Some of those memories were shared with the Enid News & Eagle by some of our readers this week. Following are a sampling of those memories.

It was supposed to be a good day

• Karen Shulz Conley — Karen was 5 years old. It was the year before she started first grade. Her regular shows like “Captain Kangaroo” were not on, and she recalls watching the funeral, the riderless horse sticking in her mind. And the drums are very vivid in her memory. “I’ve been watching a lot of the 50th anniversary programs, and in one of them you can hear the drums,” Conley said.

• Enid’s Lee Thompson worked for Champlin Petroleum at the time. He recalls being in his office at Maine and Washington when the wife of his boss called and told of the assassination. Thompson was producer of the University of Oklahoma football broadcasts and was scheduled to fly to Lincoln, Neb., the following day. He recalls some question about whether the game should be played. Coach Bud Wilkinson was a friend of the Kennedy family, and President Kennedy had appointed him his physical fitness director.

“Bud Wilkinson called Bobby Kennedy, and Bobby told him that Jack would want him to play the game,” Thompson said.

However, the game was absent the pageantry of a normal game, and was quiet and somber. The next morning in their hotel, the broadcast crew saw Jack Ruby shoot Lee Harvey Oswald, Kennedy’s alleged killer. “It was weird and eerie. I remember it very well,” Thompson said.

That unceasing drumbeat ...

• Enid attorney David Ezzell recalls being in the third grade at the time. He had just returned to school from lunch when the news broke. Ezzell does not remember exactly how he found out, but thinks another teacher told his teacher and his teacher cried.

“It was a bad day. I remember seeing Walter Cronkite delivering the news, then pulling his glasses off and wiping his eyes. I don’t remember whether I saw that or have just seen it played since then,” Ezzell said.

He began to sense that Cronkite was a man whose reporting he could trust. His steadiness throughout the process and his humanness struck the young Ezzell. “I can’t imagine Wolf Blitzer pulling that off,” Ezzell said.

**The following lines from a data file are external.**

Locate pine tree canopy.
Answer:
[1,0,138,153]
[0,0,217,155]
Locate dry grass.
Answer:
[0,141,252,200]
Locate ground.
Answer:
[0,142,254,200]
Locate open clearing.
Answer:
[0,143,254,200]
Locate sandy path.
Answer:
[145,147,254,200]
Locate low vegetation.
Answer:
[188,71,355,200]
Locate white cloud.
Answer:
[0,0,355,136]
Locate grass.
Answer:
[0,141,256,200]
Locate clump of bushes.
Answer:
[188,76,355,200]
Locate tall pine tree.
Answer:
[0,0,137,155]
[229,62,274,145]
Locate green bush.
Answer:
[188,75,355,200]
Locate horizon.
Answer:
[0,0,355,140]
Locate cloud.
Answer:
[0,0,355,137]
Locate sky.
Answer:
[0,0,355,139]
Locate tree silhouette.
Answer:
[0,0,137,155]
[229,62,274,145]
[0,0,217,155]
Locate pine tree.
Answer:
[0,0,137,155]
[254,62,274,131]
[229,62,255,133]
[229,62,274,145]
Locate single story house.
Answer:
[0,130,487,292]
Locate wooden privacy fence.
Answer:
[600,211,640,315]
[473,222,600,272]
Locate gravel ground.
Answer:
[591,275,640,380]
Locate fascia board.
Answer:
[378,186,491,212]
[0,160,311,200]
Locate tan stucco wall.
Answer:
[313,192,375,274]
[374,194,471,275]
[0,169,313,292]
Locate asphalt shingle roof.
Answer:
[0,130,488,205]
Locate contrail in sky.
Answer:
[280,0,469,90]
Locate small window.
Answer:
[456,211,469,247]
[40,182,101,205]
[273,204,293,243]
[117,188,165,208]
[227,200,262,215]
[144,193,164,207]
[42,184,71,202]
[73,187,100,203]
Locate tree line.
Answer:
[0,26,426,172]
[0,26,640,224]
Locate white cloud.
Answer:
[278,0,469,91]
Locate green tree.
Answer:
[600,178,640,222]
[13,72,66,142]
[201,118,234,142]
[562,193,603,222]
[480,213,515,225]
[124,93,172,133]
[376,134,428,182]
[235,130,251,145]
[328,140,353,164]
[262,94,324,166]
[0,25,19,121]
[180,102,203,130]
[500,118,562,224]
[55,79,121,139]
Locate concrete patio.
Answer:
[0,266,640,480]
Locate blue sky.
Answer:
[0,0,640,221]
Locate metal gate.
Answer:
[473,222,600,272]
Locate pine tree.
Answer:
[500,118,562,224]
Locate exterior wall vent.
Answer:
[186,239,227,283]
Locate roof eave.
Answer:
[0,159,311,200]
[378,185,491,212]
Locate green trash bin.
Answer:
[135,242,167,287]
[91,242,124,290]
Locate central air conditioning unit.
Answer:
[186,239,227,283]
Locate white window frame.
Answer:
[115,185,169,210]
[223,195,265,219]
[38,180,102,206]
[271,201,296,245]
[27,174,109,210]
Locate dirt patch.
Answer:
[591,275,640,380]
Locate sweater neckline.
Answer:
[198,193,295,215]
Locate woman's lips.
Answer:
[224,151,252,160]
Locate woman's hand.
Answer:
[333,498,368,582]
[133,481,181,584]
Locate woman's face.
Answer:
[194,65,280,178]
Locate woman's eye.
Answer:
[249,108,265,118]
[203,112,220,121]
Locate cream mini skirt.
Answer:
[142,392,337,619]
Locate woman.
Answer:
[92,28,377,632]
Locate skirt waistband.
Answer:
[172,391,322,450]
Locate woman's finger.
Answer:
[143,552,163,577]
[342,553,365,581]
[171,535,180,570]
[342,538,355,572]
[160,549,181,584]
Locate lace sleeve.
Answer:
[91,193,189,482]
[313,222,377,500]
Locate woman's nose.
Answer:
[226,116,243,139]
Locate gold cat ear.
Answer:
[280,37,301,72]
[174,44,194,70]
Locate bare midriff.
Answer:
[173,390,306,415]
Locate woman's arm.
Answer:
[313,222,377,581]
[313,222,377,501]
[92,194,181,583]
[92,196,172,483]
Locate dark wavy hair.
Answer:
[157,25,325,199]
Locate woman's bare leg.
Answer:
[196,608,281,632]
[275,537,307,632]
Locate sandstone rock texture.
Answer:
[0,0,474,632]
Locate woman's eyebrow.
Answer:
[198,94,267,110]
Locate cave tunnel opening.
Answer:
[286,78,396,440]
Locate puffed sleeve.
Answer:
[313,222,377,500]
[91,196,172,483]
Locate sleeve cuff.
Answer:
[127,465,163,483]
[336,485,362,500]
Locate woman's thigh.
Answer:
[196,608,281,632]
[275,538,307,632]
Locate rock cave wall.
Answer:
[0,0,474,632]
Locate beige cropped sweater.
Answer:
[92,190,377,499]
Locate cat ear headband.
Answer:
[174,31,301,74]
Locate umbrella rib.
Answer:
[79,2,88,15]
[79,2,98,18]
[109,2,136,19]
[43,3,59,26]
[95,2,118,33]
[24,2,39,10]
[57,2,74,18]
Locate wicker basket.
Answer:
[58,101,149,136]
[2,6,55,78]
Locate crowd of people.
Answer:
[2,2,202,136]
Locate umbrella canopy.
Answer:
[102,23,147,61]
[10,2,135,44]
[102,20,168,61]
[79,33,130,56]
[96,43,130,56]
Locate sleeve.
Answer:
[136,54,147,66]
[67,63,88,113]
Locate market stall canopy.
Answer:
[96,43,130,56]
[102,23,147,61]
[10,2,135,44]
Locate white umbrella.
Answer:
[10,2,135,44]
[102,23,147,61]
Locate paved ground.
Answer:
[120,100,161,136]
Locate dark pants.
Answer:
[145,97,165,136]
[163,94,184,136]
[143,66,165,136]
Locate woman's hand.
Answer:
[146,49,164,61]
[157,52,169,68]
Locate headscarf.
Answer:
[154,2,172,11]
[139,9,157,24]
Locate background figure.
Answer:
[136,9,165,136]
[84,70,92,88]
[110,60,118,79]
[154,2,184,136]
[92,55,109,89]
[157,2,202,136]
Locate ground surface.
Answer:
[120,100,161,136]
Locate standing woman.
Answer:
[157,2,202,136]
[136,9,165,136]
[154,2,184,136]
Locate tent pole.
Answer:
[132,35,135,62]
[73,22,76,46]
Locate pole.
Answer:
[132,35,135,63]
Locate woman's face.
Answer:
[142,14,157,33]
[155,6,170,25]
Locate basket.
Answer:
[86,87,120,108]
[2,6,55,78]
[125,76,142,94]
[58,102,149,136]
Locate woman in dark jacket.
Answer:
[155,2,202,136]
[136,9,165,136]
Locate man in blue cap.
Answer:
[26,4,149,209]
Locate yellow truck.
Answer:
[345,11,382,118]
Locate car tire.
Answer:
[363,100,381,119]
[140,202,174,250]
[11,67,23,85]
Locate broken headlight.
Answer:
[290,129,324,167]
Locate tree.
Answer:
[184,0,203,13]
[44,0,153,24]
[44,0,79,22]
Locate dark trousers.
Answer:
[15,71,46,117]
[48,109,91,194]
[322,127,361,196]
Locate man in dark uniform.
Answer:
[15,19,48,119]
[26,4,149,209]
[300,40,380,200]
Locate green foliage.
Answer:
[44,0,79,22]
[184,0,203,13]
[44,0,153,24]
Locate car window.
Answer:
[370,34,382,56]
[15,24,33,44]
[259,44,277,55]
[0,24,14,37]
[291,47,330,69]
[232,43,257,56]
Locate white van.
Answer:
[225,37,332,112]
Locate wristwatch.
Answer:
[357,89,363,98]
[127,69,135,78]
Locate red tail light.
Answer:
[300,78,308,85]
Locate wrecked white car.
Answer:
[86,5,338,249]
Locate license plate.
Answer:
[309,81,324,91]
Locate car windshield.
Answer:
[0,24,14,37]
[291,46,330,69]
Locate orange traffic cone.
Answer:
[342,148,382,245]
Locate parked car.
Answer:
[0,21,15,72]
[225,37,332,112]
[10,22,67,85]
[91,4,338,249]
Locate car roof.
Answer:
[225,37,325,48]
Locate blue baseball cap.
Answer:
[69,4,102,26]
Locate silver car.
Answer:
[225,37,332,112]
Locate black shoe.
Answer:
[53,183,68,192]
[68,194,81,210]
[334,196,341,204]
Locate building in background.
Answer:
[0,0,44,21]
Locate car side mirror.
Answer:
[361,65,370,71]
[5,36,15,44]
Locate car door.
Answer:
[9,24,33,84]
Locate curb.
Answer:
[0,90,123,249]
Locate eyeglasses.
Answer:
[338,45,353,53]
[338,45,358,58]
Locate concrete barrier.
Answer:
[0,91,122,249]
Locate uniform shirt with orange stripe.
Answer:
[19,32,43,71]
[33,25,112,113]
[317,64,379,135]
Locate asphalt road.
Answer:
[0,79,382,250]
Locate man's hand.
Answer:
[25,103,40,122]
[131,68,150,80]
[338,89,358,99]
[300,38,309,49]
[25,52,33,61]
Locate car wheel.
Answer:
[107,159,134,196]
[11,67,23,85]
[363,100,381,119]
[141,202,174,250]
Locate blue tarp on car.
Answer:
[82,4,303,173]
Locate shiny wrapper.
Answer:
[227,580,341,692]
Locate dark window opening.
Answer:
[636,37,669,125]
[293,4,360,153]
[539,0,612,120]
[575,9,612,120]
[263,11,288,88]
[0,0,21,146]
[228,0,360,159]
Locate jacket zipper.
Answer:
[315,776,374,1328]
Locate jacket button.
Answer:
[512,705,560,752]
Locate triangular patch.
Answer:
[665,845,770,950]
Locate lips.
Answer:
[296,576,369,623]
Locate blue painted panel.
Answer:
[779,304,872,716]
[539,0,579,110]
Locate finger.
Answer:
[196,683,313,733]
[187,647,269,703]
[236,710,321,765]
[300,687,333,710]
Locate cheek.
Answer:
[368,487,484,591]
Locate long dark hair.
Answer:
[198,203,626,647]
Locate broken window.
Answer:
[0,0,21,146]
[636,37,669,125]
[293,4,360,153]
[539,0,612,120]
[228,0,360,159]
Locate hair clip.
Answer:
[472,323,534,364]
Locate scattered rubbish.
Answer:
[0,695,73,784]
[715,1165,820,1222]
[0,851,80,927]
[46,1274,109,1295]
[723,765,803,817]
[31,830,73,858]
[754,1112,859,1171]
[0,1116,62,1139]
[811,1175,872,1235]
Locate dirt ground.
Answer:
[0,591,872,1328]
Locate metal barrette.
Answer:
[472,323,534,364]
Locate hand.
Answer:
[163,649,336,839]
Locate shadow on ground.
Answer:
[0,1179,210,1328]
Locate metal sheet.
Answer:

That day, Cronkite was broadcasting from the CBS news headquarters in New York City, when unconfirmed reports began to drift in that President Kennedy was dead. “We have received a report, apparently true, that President Kennedy is dead,” Cronkite said, repeating the time that Kennedy had been shot.

As the news of the assassination of President Kennedy began to sink in overnight, the nation followed the events on television and in their local newspapers. On Nov. 22, the Enid Daily Eagle published a story of the assassination and the aftermath.

In a story by the wire service United Press International, the entire shooting was recounted. The story said both Kennedy and Texas Gov. John Connally had been shot. Kennedy was hit in the head by a bullet while riding in an open car through the streets of Dallas and his wife was in the same car but was not hit. Connally was struck in the wrist and the head, the story said.

Mrs. Kennedy cradled the president in her arms until they arrived at the hospital, where he died. Vice President Lyndon Johnson was in a car following the president’s car and was immediately surrounded by Secret Service agents until he could take the oath of office. Johnson was whisked away and his location kept secret until he took the oath of office about 2 p.m. Friday afternoon.  Kennedy was pronounced dead at 1 p.m.

Dallas police found a foreign-made rifle and sheriff’s officers were questioning a young man picked up at the scene. The UPI story said the president was alive when he arrived at the hospital and Father Huber, pastor of Trinity Roman Catholic Church, was called and administered last rites of the church.

Johnson took the oath aboard Air Force One with his wife, Lady Bird on his right, and Mrs. Kennedy at his left, the story said.

After arriving back at Andrews Air Force Base, the Johnson’s remained aboard the plane until the casket, with Mrs. Kennedy at its head, was lowered from the plane.

Johnson made his first public statement as president: “We have suffered a loss that cannot be weighed. For me, it is a deep personal tragedy,” Johnson said.